Jardin : ce petit habitant du sol fait tout le travail pour vous, mais vous le tuez chaque printemps sans le savoir

Publié le ParRédaction Elle adore
Jardin : ce petit habitant du sol fait tout le travail pour vous, mais vous le tuez chaque printemps sans le savoir © Reworld Media

Sous vos bottes, une armée de vers de terre travaille pour votre jardin, jour et nuit. Or chaque nettoyage de printemps menace cet allié invisible bien plus que vous ne l’imaginez.

Au début du printemps, quand les bourgeons reviennent et que les journées rallongent, beaucoup de jardiniers retroussent leurs manches. On ratisse les feuilles, on bêche profond, on passe le motoculteur pour “remettre le jardin en état”. À la surface, tout semble sous contrôle.

Sous vos bottes pourtant, un petit habitant travaille déjà jour et nuit. Il aère, draine, fertilise sans salaire ni carburant. Ce résident discret supporte l’essentiel du travail du sol, mais les grands nettoyages de saison l’éliminent bien souvent sans que vous vous en rendiez compte : le simple ver de terre.

Le ver de terre, allié du jardinier que l’on massacre sans le voir

Avec son corps mou et rosé, le lombric n’a rien du héros de carte postale, pourtant il forme la clé de voûte d’un sol vivant. On compte environ 150 espèces en France et près de 5 000 dans le monde. Dans un terrain en bonne santé, leur biomasse atteint 2 à 3 tonnes par hectare et peut représenter près de 70 % de la biomasse animale terrestre, soit une véritable armée souterraine.

Leur présence sert d’examen médical express pour votre terrain. Il suffit de prélever un bloc de 20 cm sur 20, profond de 15 cm, et de compter. Quand on trouve au moins 10 à 15 vers de terre dans ce volume, le sol respire et fonctionne. Quand la bêche remonte surtout de la terre dure et presque aucun ver, le message est clair : sol compacté, asphyxié ou trop chargé en produits chimiques.

Tout ce que les vers de terre font à votre place dans le jardin

Les vers, surtout les espèces qui creusent en profondeur, bâtissent un réseau de galeries digne d’un métro miniature. En déplaçant plusieurs tonnes de terre par hectare chaque année, ils créent des tunnels consolidés par leur mucus. L’air descend, le dioxyde de carbone remonte, les racines s’y faufilent avec facilité. Le résultat, c’est une terre meuble, grumeleuse, où les plantes enracinent plus profond et résistent mieux aux coups de chaud.

Ces ouvriers sont aussi de formidables digesteurs. Ils avalent feuilles mortes et débris, les mélangent à la terre et à une flore bactérienne dense. À la sortie, leurs déjections, les turricules, forment un “or brun” naturel contenant jusqu’à 5 fois plus d’azote, 7 fois plus de phosphore et 11 fois plus de potasse que la terre autour. Cette matière riche retient mieux l’eau et limite le lessivage. Un sol gorgé d’humus se comporte comme une éponge en été et laisse s’infiltrer la pluie au lieu de former des flaques.

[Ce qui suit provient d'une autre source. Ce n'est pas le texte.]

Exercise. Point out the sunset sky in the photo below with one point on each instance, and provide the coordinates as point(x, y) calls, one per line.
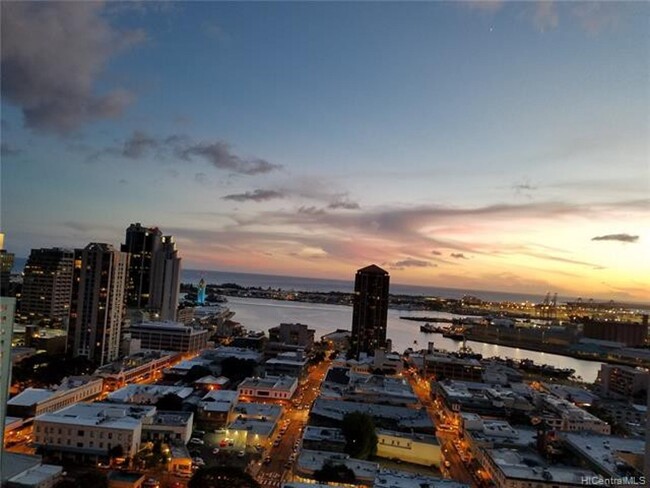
point(481, 145)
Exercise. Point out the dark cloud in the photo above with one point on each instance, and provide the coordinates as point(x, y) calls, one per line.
point(616, 237)
point(412, 263)
point(7, 150)
point(258, 195)
point(53, 54)
point(218, 153)
point(138, 144)
point(343, 203)
point(220, 156)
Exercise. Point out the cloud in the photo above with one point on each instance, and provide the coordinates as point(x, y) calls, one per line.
point(546, 16)
point(221, 157)
point(258, 195)
point(138, 144)
point(412, 263)
point(343, 203)
point(616, 237)
point(217, 153)
point(53, 55)
point(7, 150)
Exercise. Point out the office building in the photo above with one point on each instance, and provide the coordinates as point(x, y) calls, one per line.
point(165, 279)
point(141, 243)
point(370, 312)
point(97, 305)
point(7, 306)
point(632, 334)
point(624, 380)
point(169, 336)
point(6, 263)
point(47, 287)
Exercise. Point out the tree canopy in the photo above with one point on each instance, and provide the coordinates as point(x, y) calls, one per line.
point(360, 436)
point(222, 477)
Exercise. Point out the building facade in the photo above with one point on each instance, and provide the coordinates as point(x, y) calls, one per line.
point(370, 312)
point(7, 306)
point(165, 279)
point(169, 336)
point(97, 305)
point(47, 287)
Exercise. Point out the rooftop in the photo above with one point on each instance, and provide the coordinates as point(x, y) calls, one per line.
point(400, 479)
point(108, 415)
point(526, 464)
point(604, 450)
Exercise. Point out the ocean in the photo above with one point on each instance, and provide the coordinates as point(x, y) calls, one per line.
point(298, 283)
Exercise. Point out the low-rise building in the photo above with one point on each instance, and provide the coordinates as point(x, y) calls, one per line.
point(147, 394)
point(516, 468)
point(420, 449)
point(287, 364)
point(275, 387)
point(169, 427)
point(88, 432)
point(36, 401)
point(385, 416)
point(623, 380)
point(309, 462)
point(216, 407)
point(169, 336)
point(563, 415)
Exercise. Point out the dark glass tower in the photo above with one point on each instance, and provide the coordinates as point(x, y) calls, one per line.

Gestes de printemps qui tuent les vers de terre… et ceux qui les protègent

Beaucoup de routines bien ancrées transforment votre terrain en zone sinistrée pour la faune du sol :

  • le labour profond ou le motoculteur qui découpent les corps et détruisent les galeries ;
  • le sol laissé nu, parfaitement “propre”, donc sans nourriture ni abri ;
  • les pesticides et engrais très concentrés qui brûlent la peau des vers et perturbent leur reproduction.

Pour garder vos meilleurs ouvriers, il suffit de changer de cap : limiter le retournement, préférer un travail superficiel à la fourche-bêche, couvrir le sol avec un paillage de feuilles, tonte sèche ou compost, passer aux engrais naturels et aux engrais verts, accepter de laisser certains coins au repos. En deux ou trois saisons, les turricules se multiplient, l’odeur d’humus revient, et le ver de terre reprend sa place d’auxiliaire discret qui fait, réellement, une bonne partie du travail à votre place.

En bref

  • Au début du printemps, de nombreux jardiniers bêchent profondément sans voir que les vers de terre conditionnent la santé du sol.
  • Les galeries, turricules et humus produits par ce ver de terre allié du jardinier transforment la structure, la fertilité et la gestion de l’eau.
  • Ce contenu montre aussi comment certains gestes de nettoyage apparemment anodins déciment cette faune souterraine et comment ajuster ses pratiques pour la voir revenir.